Additionally, about 400,000 square feet of formerly leased office space returned to the market after several Omaha firms built new buildings they now lease from developers.
How Omaha stacks up
A look at six similarly-sized Midwestern markets showed Omaha faring better than average in the occupancy rate of all office building types except for Class C properties.
The analysis by Omaha's Investors Realty included Milwaukee, Tulsa, Okla., Oklahoma City, Des Moines and Little Rock, Ark.
Omaha's Class C vacancy rate of 23.1 percent was worse than all but Tulsa's 24.2 percent. Des Moines' rate was 8.9 percent, and the average of the six markets was 19.4 percent.
Class A properties in Omaha were fuller than all the markets but Oklahoma City, which had a 2.9 percent vacancy rate compared with Omaha's 5.3 percent. The average was 9.7 percent.
Omaha's 15.2 percent vacancy rate for Class B buildings was slightly lower than the 16 percent average.
The local commercial real estate industry uses a data base by Xceligent Inc. to track leasing activity at 421 non-owner-occupied office buildings (up from 418 a year ago) that total 20.5 million square feet. Office buildings are removed from the inventory when they're demolished or put to a different use such as housing. Buildings are added once they're constructed or available for leasing.
In the Omaha market, 50 Class A properties account for nearly 5.9 million square feet; 254 Class B properties make up 10.8 million square feet; and 117 Class C buildings comprise about 3.8 million square feet.
Such results, Zoob said, reflect the Omaha market's resiliency and a recovery that has outperformed the nation as a whole.
Still concerning to most commercial brokers, though, is the lag in the number of transactions, especially small and medium leases.
Investors Realty notes that about 20 fewer deals, or 75 transactions, were made during 2012. (That count is of transactions of more than 1,000 square feet.) The market was able to overcome that deficiency, ending on a positive note, because fewer businesses were downsizing or leaving the area.
“We think businesses are planning for future growth,” said the report.
Scott Brown of Quantum Real Estate said his firm represents a larger business currently seeking a top-rate suburban environment — and only a couple of properties meet its need for 20,000 square feet-plus.
“With the limited supply of available spaces in the Class A market, we are also starting to see rental rates slightly increase, which is what happens when demand exceeds supply,” Brown said.
He foresees a busier year and more demand for Class B office space because of the availability of options, lower rental rates and landlords willing to strike a deal.
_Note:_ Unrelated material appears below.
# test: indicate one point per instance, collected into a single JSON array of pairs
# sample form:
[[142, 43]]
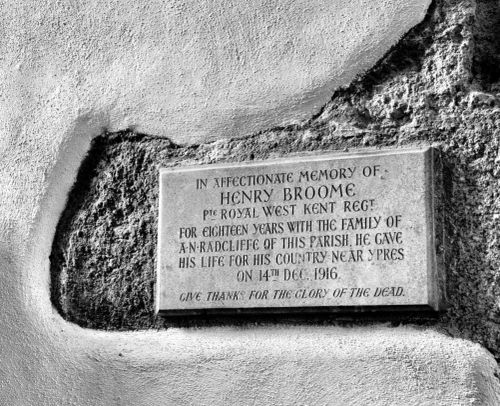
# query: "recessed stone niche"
[[104, 258]]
Brown expects a movement by owners to update facilities to compete for tenants that can't find a Class A spot.
Twit said the lack of large Class A spaces in suburban markets may benefit downtown Omaha as more clients are considering the central business district as a possibility.
Sterling Ridge, meanwhile, is crawling with crews working on the interior of Millard Refrigerated Services' new 90,000 square-foot headquarters — which will open in May with a high-tech 100-seat auditorium, a deck and lounge overlooking a pond, sun-automated shade system and rooms with marble and walnut wood finishes.
A 60,000-square-foot office building to be built to the east is a third of the way filled with tenants yet to be announced, said Lockwood Development owner Chip James. It is to be done in the summer of 2014.
Other structures will rise later, he said, as more than 700,000 square feet of Class A office space, 60,000 square feet of retail centers, restaurants, an assisted-living facility, residential housing, a tri-faith religious center and an upscale hotel are to sprout over a five- to 10-year period on the 150-acre site.
While James sees demand as “still pretty soft” for smaller spaces in existing buildings, he notices a thirst for new construction and larger spaces. He is eyeing more land for future projects and expects to keep busy.
“The sun poked through the clouds in 2012,” said James. “2013 will be equally as good, if not better.”